Kegembiraan bertemu keluarganya dibarengi dengan kesedihan karena Nina tahu ayahnya baru saja meninggal setahun sebelumnya.
Sampai detik terakhir, sang ayah berpesan ke sang ibu untuk tidak putus asa mencari anak mereka.
“Dia bilang ke ibuku, Nina masih hidup. Kamu harus mencarinya. Dia mirip denganmu. Kamu harus menemukannya.”
Menemukan yang hilang
Sejak pertemuan mereka kembali di tahun 2009, dan di sela-sela kunjungan ke ibunya di Viqueque, Nina menjadi relawan ‘Asia Justice and Rights’ (AJAR), sebuah LSM yang melacak anak-anak Timor yang dibawa paksa ke Indonesia. Melalui aktivitasnya di AJAR, Nina akhirnya menemukan Alis di desanya di Jabar.
“Dia kaget karena ada orang yang mencarinya,” ujar Nina. “Saya jelaskan saya dari Timor Leste, berusaha menemukanmu. Keluarga di sana mencari kerabat mereka yang hilang. Saya jelaskan soal upaya menyatukan kembali orang-orang seperti dia dengan keluarga mereka di Timor Leste.”

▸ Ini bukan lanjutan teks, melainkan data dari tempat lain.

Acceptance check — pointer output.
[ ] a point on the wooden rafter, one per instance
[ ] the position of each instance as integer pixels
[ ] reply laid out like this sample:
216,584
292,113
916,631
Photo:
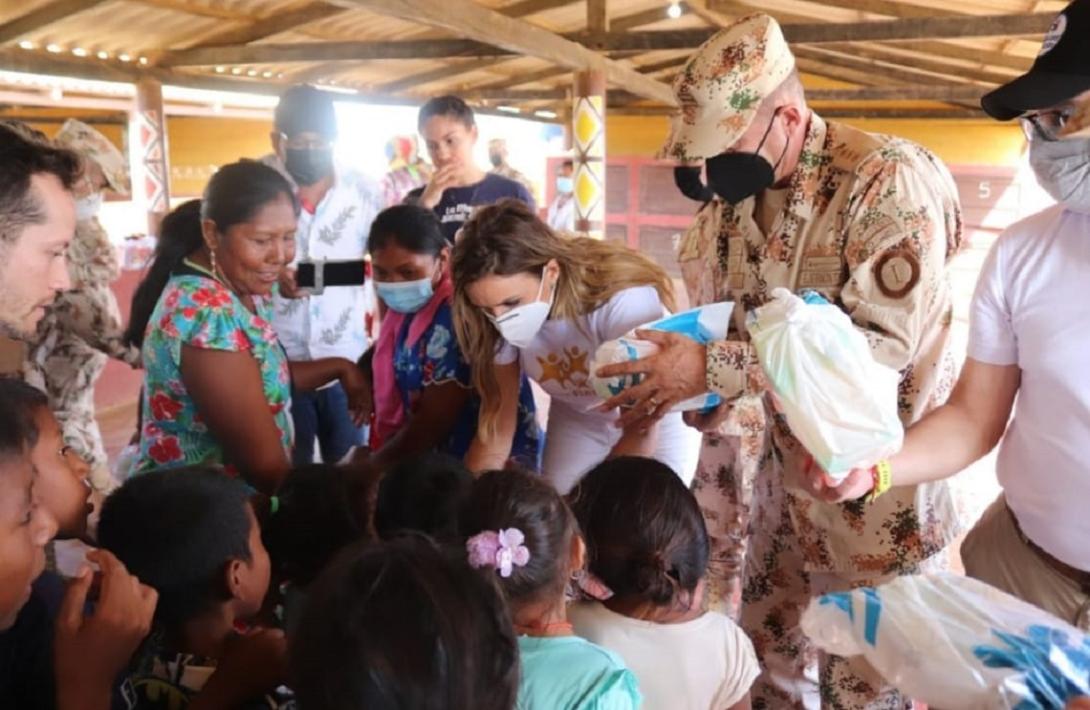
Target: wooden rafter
937,65
45,15
913,113
569,47
452,69
881,71
522,9
830,32
967,53
292,20
468,19
886,8
597,16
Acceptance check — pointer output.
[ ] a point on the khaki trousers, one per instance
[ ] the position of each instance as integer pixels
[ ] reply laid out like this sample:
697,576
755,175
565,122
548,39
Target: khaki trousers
995,553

Dari 4.000-an anak-anak Timor Leste yang diambil, hanya sebagian kecil yang telah dipertemukan kembali dengan keluarga mereka. Sudah empat dekade sejak Alis meninggalkan tanah Timor, tapi dengan bantuan AJAR dan Nina, dia sudah menelepon beberapa saudara kandungnya.

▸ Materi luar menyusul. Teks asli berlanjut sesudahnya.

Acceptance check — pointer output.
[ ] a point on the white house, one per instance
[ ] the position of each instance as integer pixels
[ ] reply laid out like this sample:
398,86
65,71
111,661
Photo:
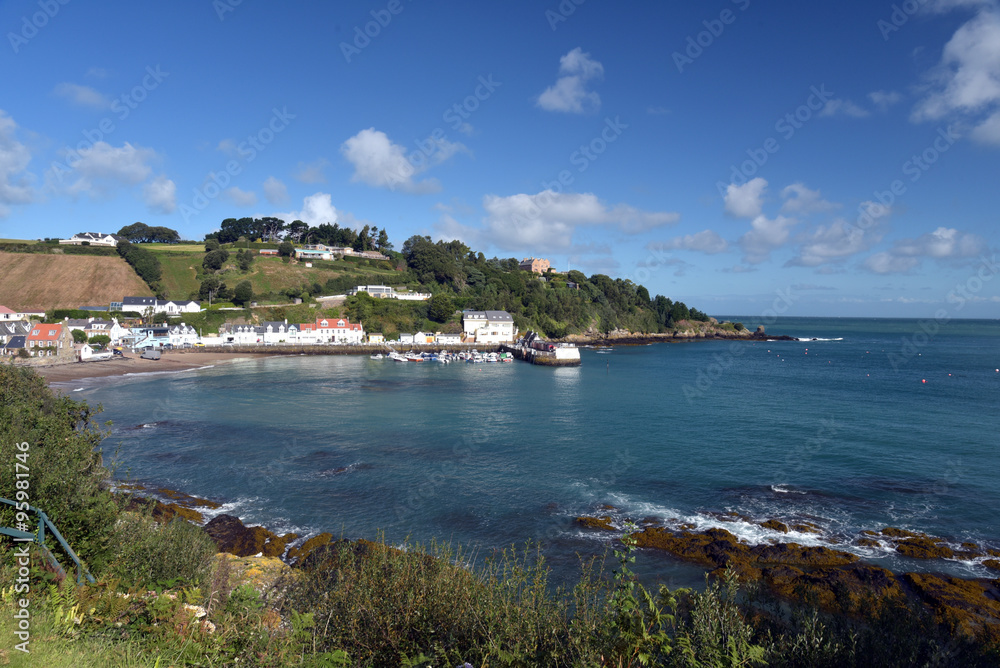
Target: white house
183,334
95,327
489,326
10,314
92,239
141,304
337,330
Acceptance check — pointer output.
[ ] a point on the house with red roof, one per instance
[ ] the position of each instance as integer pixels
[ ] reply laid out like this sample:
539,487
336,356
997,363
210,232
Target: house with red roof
335,330
10,314
50,341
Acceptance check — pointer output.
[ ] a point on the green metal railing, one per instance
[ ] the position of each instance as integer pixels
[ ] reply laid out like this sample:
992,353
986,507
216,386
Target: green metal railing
39,539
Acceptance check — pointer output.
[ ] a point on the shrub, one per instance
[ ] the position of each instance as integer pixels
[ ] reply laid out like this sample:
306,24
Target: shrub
149,553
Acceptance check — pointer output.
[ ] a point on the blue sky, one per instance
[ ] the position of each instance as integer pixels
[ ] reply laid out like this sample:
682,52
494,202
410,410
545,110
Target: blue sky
835,158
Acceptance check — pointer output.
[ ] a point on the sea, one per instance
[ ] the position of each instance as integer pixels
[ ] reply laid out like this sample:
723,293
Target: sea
857,425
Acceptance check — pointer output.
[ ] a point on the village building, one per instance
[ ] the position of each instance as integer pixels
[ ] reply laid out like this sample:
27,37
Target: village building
537,265
9,330
170,307
488,327
7,314
92,239
389,292
14,345
447,339
45,340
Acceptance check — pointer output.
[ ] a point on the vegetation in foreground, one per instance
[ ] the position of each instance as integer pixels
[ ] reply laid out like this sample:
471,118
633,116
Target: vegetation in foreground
163,599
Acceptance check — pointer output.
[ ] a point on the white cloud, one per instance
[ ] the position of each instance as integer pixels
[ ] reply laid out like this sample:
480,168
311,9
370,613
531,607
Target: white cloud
317,209
745,201
569,93
312,172
839,107
14,159
103,166
834,242
706,241
241,197
765,235
883,99
160,194
886,263
275,191
801,200
381,164
83,96
547,220
227,146
942,243
966,83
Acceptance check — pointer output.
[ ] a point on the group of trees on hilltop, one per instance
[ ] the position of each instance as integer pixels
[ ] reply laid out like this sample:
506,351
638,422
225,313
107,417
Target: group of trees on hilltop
143,261
274,230
142,233
470,280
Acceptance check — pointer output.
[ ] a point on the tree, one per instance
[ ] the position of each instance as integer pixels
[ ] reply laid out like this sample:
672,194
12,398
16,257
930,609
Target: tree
244,258
271,228
99,340
211,288
215,259
243,294
297,230
383,244
440,308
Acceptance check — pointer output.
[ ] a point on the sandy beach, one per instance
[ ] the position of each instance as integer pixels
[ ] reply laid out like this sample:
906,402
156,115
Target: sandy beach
132,363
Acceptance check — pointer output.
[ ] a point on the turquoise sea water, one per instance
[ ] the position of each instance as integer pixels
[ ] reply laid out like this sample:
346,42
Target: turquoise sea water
842,431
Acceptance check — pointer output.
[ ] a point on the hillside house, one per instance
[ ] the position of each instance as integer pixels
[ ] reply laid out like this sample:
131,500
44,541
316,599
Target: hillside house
534,264
9,330
339,330
45,340
7,314
96,327
488,326
170,307
14,345
92,239
182,336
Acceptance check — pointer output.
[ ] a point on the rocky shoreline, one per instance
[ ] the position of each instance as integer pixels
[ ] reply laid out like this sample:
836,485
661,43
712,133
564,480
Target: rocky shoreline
834,580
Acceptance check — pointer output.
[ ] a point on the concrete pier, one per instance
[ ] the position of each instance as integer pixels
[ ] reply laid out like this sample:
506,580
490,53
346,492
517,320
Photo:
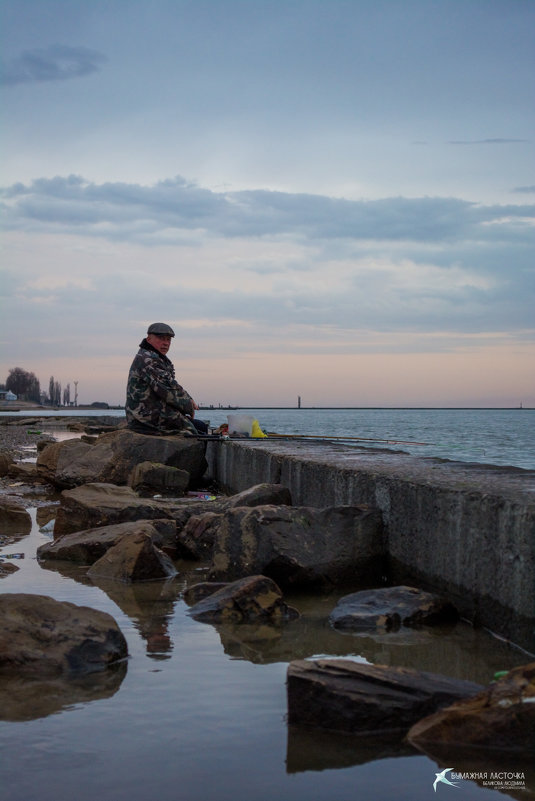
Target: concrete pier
465,530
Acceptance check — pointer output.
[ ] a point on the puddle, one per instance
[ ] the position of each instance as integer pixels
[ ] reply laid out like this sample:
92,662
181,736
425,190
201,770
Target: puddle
199,711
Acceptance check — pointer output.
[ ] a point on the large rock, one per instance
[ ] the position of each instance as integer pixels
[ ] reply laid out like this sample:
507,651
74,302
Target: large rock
37,697
502,718
112,458
43,637
196,538
391,607
342,695
299,546
26,472
14,519
95,505
6,461
85,547
56,458
147,478
251,598
133,558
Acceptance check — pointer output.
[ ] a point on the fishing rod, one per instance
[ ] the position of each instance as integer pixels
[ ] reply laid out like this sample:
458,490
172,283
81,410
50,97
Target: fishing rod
347,439
308,438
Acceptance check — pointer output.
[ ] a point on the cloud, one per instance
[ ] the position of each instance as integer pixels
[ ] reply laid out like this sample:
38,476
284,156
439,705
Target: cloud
169,210
54,63
496,141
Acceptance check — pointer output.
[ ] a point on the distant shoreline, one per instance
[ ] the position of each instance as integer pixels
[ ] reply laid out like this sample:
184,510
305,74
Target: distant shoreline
24,408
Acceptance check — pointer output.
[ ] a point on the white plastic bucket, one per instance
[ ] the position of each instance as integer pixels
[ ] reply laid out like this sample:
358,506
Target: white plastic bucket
240,424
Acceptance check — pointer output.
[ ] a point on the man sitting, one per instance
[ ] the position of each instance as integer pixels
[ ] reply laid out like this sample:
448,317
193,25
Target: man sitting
155,402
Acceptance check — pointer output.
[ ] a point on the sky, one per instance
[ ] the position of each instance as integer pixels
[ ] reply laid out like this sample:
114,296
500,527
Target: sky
331,199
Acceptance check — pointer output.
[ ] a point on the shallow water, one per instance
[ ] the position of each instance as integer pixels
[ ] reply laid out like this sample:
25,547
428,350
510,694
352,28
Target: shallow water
198,711
491,436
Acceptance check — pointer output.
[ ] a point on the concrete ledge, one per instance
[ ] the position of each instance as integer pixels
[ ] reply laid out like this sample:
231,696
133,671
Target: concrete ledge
467,530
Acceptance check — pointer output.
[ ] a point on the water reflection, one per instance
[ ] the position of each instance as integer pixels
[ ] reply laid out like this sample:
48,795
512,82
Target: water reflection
27,698
458,651
150,605
319,750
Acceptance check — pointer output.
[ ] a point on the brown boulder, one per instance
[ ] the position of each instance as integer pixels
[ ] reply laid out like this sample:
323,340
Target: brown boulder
115,454
502,717
85,547
133,558
196,539
6,461
299,546
391,607
27,472
57,456
342,695
147,478
251,598
7,568
95,505
43,637
14,519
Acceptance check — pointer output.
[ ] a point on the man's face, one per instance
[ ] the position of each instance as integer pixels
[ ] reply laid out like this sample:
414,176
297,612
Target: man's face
162,342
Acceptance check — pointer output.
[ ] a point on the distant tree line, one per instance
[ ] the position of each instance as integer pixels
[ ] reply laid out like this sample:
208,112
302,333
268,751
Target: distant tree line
26,387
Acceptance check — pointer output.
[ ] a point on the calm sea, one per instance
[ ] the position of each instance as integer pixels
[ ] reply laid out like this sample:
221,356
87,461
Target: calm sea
491,436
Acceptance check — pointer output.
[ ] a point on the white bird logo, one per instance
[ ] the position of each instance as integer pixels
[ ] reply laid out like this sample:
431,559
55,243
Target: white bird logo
441,777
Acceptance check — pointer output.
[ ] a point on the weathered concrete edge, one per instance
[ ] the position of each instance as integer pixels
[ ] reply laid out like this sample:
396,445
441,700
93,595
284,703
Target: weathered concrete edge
464,530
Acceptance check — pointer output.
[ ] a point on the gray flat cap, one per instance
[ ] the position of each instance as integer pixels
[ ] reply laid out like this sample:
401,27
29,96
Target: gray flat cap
160,328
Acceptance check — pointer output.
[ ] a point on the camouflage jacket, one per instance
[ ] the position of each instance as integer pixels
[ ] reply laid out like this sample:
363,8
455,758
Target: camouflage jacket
155,402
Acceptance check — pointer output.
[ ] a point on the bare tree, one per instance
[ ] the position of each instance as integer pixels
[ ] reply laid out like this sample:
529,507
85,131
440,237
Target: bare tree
23,384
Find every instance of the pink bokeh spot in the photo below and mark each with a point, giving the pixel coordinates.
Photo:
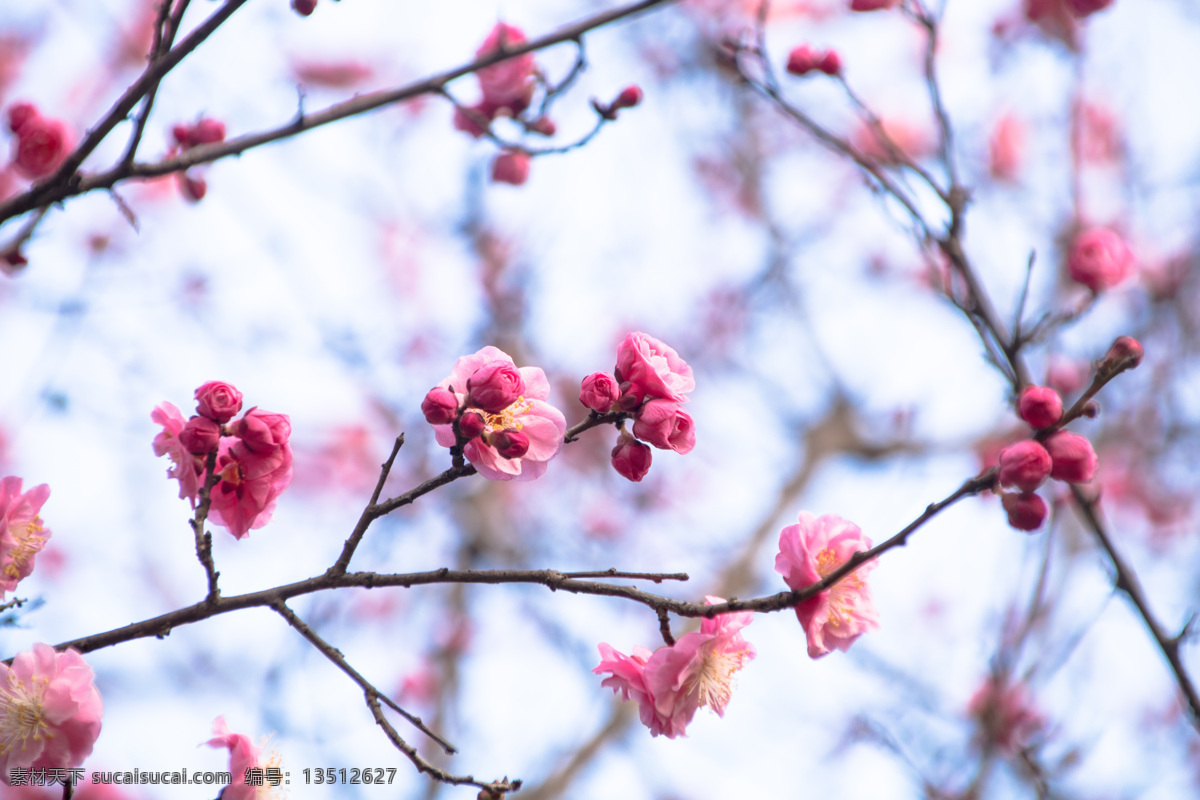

“Nina menunjukkan saya foto dan itu membantu saya mengingat kembali,” kata Alis. “Setelah sekian lama, akhirnya saya ingat keluargaku.”

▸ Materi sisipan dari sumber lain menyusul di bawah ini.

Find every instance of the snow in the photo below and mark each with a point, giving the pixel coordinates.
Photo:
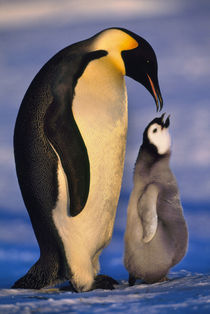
(183, 293)
(33, 31)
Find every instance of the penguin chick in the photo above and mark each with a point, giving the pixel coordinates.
(156, 234)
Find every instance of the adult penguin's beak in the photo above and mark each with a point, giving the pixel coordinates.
(141, 65)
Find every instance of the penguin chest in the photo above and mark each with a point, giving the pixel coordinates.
(100, 111)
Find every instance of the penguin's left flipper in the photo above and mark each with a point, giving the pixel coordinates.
(62, 131)
(147, 205)
(104, 282)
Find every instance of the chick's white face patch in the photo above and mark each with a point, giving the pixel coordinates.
(159, 137)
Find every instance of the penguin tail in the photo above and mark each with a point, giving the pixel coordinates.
(39, 276)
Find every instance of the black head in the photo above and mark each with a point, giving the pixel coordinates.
(141, 65)
(156, 137)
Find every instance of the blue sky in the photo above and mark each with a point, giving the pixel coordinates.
(31, 32)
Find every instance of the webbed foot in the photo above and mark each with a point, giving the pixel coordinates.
(104, 282)
(131, 280)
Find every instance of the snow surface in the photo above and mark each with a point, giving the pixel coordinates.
(183, 293)
(33, 31)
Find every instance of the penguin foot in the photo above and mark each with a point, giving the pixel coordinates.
(131, 280)
(164, 279)
(104, 282)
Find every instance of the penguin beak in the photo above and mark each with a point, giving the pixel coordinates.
(155, 91)
(141, 65)
(166, 123)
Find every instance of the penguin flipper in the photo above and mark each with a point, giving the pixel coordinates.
(62, 131)
(148, 212)
(66, 140)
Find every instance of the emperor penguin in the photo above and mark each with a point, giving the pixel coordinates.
(156, 235)
(69, 146)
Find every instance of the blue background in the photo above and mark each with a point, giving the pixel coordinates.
(33, 31)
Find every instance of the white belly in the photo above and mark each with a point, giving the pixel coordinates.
(100, 111)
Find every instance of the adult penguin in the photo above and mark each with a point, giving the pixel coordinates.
(69, 145)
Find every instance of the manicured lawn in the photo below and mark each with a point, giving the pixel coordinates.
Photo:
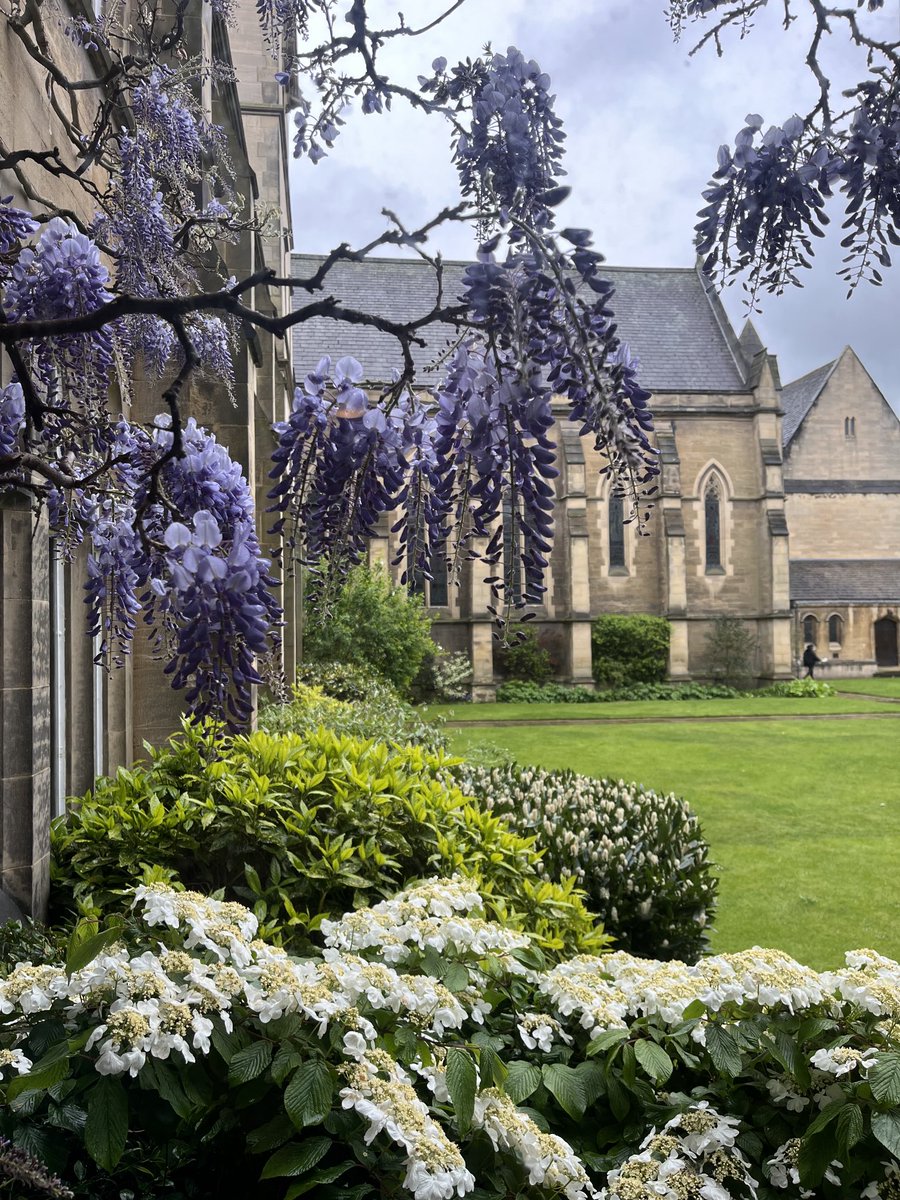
(887, 687)
(803, 817)
(766, 706)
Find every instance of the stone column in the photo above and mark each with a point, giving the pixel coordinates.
(24, 707)
(480, 628)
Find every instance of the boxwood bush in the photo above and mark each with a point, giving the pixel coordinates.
(639, 855)
(300, 827)
(629, 648)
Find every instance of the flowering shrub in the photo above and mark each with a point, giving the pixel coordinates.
(300, 828)
(429, 1051)
(383, 717)
(640, 856)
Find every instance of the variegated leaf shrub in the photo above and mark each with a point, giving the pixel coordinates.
(431, 1053)
(639, 855)
(301, 828)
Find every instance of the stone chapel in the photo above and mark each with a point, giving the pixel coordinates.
(774, 507)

Terjalinnya kembali hubungan dengan kelurganya juga membuat Alis sedih. Pasalnya, kedua orang tuanya sudah lama meninggal, begitu pula dua saudaranya. Tapi itu tidak menyurutkan keinginannya untuk bersatu kembali dengan keluarganya.
AJAR pun mengatur reuni sekali setahun untuk sekelompok warga Timor yang ingin kembali.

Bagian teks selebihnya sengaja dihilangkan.